Deep learning methods can automatically learn multiple levels of representations from raw input data without presenting domain knowledge or manually coded rules contrary to the traditional machine learning methods. RNN is one of the most popular methods of deep learning that can map from the entire history of previous input data to each output which is useful for sequential data. It is very suitable for sequential health data taken at different visit times, using the sequential data for each patient and predicting the output from the relationships between the clinical data for each time point [28, 29]. Long short-term memory (LSTM) is an enhanced variant of RNN consisting of connected subnetworks as memory blocks for dealing with the long-term dependency problem, which is also called the vanishing or gradient problem.

Hyperparameter optimization has a primary role in training a deep neural network and developing a model. With this aim, we used Bayesian optimization (BO), which can automatically optimize the hyperparameters of the prediction models to develop the best models. BO method can learn and select the best hyperparameter sets based on their distributions defining the fitness scores in the previous iterations that require fewer function evaluations than other classical optimization methods [30, 31].

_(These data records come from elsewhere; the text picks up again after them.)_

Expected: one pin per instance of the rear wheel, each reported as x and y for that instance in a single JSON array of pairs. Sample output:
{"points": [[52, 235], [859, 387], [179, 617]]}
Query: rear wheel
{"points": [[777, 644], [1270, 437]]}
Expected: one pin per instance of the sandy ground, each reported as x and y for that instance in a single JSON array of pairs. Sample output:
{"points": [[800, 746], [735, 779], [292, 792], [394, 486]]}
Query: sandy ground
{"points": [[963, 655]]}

In this section, we discuss and compare the results of the models for the scenarios. The best performance results were obtained using deep learning and Bayesian optimization methods. For the original dataset, the best model was developed as defined in scenario 8 using RNN-LSTM with Bayesian optimization, giving 95% sensitivity and 99% specificity.

Within the scope of traditional machine learning methods, the best model belongs to the model of scenario 5 using the random forest method with 69% sensitivity and 92% specificity, which is given in Table 4. Using bootstrap resampling methods for the balanced train data, the best models have approximately 97% sensitivity, 98% specificity, and 98% AUC values for scenarios 6 and 7 using RNN-LSTM with Bayesian optimization shown in Table 4.

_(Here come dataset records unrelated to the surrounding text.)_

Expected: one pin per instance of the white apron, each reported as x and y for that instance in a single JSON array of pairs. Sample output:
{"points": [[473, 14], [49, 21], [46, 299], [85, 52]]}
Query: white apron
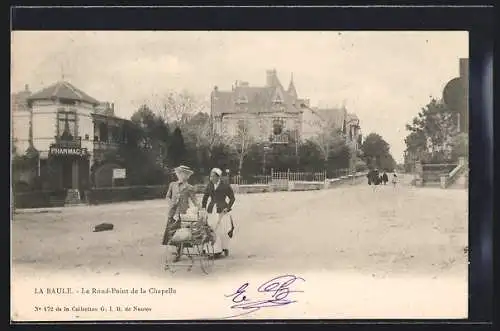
{"points": [[221, 230]]}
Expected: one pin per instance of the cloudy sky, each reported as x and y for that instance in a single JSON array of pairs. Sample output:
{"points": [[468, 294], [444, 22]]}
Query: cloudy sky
{"points": [[383, 77]]}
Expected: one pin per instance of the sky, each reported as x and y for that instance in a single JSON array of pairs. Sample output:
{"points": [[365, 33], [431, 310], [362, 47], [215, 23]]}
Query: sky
{"points": [[384, 77]]}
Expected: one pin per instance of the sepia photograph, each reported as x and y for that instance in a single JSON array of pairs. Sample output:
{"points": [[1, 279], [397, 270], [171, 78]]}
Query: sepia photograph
{"points": [[239, 175]]}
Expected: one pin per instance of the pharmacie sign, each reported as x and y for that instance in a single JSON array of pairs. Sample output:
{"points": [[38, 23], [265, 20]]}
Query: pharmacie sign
{"points": [[70, 151]]}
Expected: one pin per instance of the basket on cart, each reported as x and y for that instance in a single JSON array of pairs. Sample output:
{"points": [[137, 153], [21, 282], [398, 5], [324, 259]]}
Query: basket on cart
{"points": [[193, 240]]}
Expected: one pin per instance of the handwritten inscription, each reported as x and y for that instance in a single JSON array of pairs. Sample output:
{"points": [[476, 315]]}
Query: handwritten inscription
{"points": [[273, 293]]}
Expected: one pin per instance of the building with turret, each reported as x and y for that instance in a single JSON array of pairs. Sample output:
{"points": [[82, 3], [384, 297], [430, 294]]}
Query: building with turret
{"points": [[69, 132]]}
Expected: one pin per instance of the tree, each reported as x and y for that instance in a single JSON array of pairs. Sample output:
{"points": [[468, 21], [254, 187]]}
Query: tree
{"points": [[199, 131], [179, 107], [328, 139], [153, 133], [376, 152], [177, 149], [241, 141], [432, 132]]}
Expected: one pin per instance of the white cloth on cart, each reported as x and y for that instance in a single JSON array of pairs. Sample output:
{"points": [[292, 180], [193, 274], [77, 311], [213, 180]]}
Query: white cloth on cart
{"points": [[221, 237]]}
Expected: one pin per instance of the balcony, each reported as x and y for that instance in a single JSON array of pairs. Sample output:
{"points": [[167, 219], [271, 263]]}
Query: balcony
{"points": [[68, 141]]}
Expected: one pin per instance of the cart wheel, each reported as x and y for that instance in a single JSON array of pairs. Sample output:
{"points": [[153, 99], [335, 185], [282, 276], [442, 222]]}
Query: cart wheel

Similar studies used machine learning methods for the diagnosis of GD in the literature reported that despite the big sample size, the main limitation of the developed prediction models was being based on retrospective electronic medical data having inherent biases, where obtained AUC values were 0.80, 0.82, and 0.70–0.77 respectively [10,11,12]. Furthermore, another study [13] developed for the diagnosis of GD mentioned that deep learning algorithms were very popular, especially for large datasets, but 9 traditional machine learning algorithms were used. As a result of this, although high selectivity values were also obtained, very low (36–43%) sensitivity values were obtained.

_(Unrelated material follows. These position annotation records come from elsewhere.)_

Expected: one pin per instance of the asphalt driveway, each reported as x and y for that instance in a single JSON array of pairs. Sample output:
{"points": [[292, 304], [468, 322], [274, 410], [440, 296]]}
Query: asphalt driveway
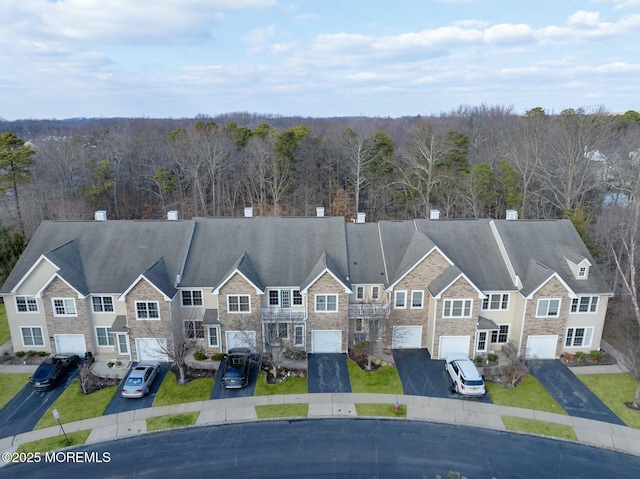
{"points": [[570, 392], [120, 404], [23, 412], [328, 373], [423, 376], [220, 392]]}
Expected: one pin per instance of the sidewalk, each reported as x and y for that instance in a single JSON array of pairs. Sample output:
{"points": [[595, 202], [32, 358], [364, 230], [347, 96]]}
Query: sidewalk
{"points": [[449, 411]]}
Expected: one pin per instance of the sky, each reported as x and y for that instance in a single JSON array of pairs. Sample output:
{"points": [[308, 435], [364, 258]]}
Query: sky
{"points": [[182, 58]]}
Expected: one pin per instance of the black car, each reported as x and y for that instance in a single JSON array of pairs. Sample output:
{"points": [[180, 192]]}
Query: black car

Thus, we can say that deep learning and Bayesian optimization make a significant contribution to increasing performance results. The proposed study stands out as a novel study to overcome the restrictions, which have been reported as retrospective data and low sensitivity in the literature for diagnosis of GD, creating the dataset prospectively and using deep learning algorithms, and has obtained very satisfactory results.

In addition to these, on the prospectively collected data unprecedented in the literature, a very comprehensive study including many ML approaches in developing a model for the diagnosis of GD is presented.

5 Conclusion

This study performed a comparative analysis of machine learning and deep learning-based algorithms using prospective data for the prediction of GD. Eight scenarios were presented and compared based on SVM, RF, and RNN-LSTM methods on original and resampled datasets. The results showed that the most effective prediction model for GD was developed using RNN-LSTM with Bayesian optimization which gave 95% sensitivity and 99% specificity on the dataset that has the highest specificity to define the patients who were not in the risk group for preventing unnecessary OGTT for patients.

The developed model can be used to diagnose whether pregnant who can have GD risk or not at the end of the 2nd-trimester visit without using OGTT to avoid unnecessary OGTT. For a future study, the proposed prediction model can be used as a prototype in the clinic to increase the validation sample size and be tested on more patients and as a result, the model can be updated if required.